Intel's new Alder Lake CPU architecture is a huge change for Intel, you can read all about that here -- but there's something very cool that Intel announced with Alder Lake... and it's called Thread Director.
The new Intel Alder Lake CPUs include P-core and E-cores (performance and efficiency cores) so Intel created Thread Director to manage all of those cores and threads more efficiently than ever before.

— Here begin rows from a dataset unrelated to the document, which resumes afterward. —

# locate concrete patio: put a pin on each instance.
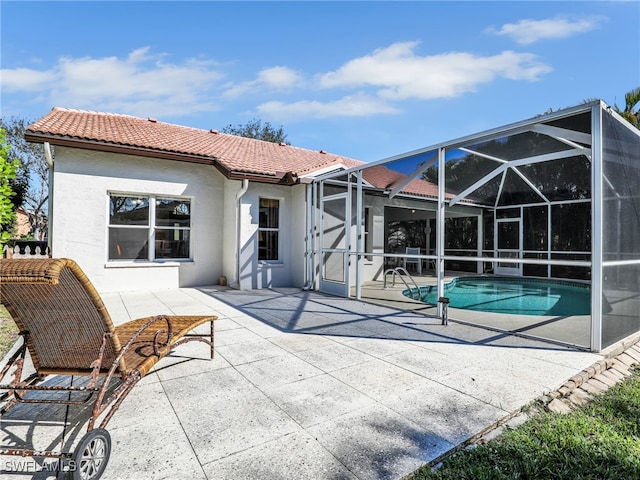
(309, 386)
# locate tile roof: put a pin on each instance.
(232, 154)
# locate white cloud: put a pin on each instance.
(141, 84)
(25, 79)
(277, 78)
(529, 31)
(359, 105)
(400, 74)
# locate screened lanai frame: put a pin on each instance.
(596, 147)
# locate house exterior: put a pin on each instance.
(143, 204)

This means you'll have more performance, use less power, and have what should be minimal or zero lag or stuttering on the tasks you're running or the games you're playing.
Intel Thread Director will do a few things with your Alder Lake CPU: prioritize tasks scheduled on P-cores, background tasks get scheduled on the E-cores, with AI thread prioritized on P-core, and the Spin loop wait moved from the P-core to the E-core.
- Read more: Intel's next-gen Alder Lake architecture: everything you need to know
- Read more: Intel's next-gen Alder Lake-K could launch with Windows 11 in October
- Read more: Here's where, how you can download the Windows 11 Preview Build
Intel created Alder Lake and the new Thread Director with Microsoft's new Windows 11 operating system at its heart, which explains the rumors that Intel will be launching Alder Lake with Windows 11 in October 2021. Thread Director will optimize your threads for the best performance possible if you mix Alder Lake + Windows 11 together.
There's an actual physical Thread Director chip on the Alder Lake processors, where the chip will communicate with the operating system -- Windows 11 in this case -- and then using the information at hand to prioritize the Alder Lake cores and threads.
Thread Director will monitor the runtime instruction mix on each CPU thread, as well as the state of each core -- with "nanosecond precision" says Intel. The physical chip built into the core will also dynamically adapt guidance -- with things including thermal design point (TDP), operating conditions, and power settings. Best of which, you don't need to do a thing about it, that's what Thread Director does for you.